On observe une évolution semblable à l'étranger. Derrière ces chiffres se cachent toujours des êtres humains, des situations concrètes, des souffrances, des peurs et des frustrations. Mais les données susmentionnées témoignent de l'emprise croissante de l'Etat sur la société et du rétrécissement de la libre affectation des revenus personnels.

Cette réalité est amplifiée par la multiplication des dispositions légales contraignantes. La densité législative augmente. Plusieurs nouvelles lois représentent une mise sous tutelle grandissante et subtile des personnes. Elles tendent à prescrire aux individus des comportements naguère laissés à leur libre appréciation.

Le concordat HarmoS impose aux parents de scolariser leurs enfants de quatre ans alors qu'il aurait fallu se borner à leur offrir cette possibilité sans les y obliger. Dans quelques années, nos véhicules seront équipés d'un mouchard qui enregistrera par le détail nos déplacements. De nouvelles caméras de surveillance sont installées chaque jour. Ces mesures inquiétantes constituent un empiétement dangereux sur la sphère privée.

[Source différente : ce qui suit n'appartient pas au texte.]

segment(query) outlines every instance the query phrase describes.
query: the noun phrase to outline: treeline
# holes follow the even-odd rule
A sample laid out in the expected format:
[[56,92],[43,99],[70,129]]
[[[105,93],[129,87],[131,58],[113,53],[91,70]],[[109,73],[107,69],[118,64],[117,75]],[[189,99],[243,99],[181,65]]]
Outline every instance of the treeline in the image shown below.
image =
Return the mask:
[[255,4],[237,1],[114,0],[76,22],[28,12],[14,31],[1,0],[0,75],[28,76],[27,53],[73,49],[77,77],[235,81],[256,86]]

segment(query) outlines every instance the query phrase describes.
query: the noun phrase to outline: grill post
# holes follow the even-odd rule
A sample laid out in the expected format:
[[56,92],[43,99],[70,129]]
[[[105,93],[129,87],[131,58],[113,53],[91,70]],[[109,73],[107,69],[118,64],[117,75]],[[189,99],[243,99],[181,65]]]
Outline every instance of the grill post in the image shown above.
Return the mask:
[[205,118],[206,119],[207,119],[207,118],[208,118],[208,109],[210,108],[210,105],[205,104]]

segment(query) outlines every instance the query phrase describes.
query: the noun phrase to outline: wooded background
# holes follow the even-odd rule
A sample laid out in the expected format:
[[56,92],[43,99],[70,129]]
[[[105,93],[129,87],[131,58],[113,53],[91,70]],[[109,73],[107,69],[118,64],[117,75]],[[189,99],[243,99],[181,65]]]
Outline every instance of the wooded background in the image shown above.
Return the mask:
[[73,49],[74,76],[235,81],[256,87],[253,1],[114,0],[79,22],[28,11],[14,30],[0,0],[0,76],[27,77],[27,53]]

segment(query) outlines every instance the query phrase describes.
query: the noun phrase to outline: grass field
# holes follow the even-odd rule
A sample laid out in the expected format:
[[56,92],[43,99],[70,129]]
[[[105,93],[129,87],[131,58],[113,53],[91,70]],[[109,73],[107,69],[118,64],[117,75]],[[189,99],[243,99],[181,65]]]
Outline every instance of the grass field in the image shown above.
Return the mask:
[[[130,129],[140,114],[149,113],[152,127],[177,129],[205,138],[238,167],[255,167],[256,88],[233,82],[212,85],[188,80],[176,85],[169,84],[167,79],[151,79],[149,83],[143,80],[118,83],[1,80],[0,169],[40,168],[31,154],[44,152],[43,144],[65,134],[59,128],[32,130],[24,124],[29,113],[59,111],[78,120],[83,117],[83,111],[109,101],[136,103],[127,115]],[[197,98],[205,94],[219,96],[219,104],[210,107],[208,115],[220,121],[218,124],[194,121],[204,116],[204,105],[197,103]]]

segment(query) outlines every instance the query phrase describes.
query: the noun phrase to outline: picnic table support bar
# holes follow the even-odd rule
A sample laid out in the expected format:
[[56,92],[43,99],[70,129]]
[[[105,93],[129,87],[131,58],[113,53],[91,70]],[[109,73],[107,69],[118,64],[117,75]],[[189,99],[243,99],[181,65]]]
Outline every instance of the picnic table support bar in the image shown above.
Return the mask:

Ces tendances profondes montrent qu'à l'aune de l'emprise de l'État sur la société et à celle de l'étendue de la solidarité contrainte par le biais des assurances sociales, nous ne vivons pas du tout à l'ère de l'ultralibéralisme. De ce point de vue, le libéralisme est en régression et non pas en expansion.

Toutefois, la problématique de l'ultralibéralisme est ambiguë, complexe, paradoxale aussi. Quatre grands phénomènes témoignent apparemment mais aussi réellement d'une libéralisation accrue du monde occidental et s'inscrivent en opposition à l'extension de l'État.

Premièrement, dans le domaine sociétal, les avancées vers l'ultralibéralisme sont incontestables. L'assistance au suicide ou l'adoption d'enfants par les couples homosexuels auraient suscité de larges et profondes résistances il y a peu. Ces réalités sont aujourd'hui entrées dans les mœurs.

Deuxièmement, on assiste – symboliquement depuis l'ère thatchérienne en Grande-Bretagne – à une vague de privatisations totales ou partielles. Dans de nombreux pays, l'électricité, le gaz, les postes, les télécommunications et bien d'autres services publics ont été dénationalisés ou sont en passe de l'être. Souvent, les entreprises concernées déploient leurs activités sur la base de mandats de prestations étatiques. Cette évolution, à certains égards regrettable, a été rendue nécessaire par des rigidités paralysantes. Elle a parfois conduit à une réduction de l'offre et à d'inévitables licenciements mal perçus par une partie de la population.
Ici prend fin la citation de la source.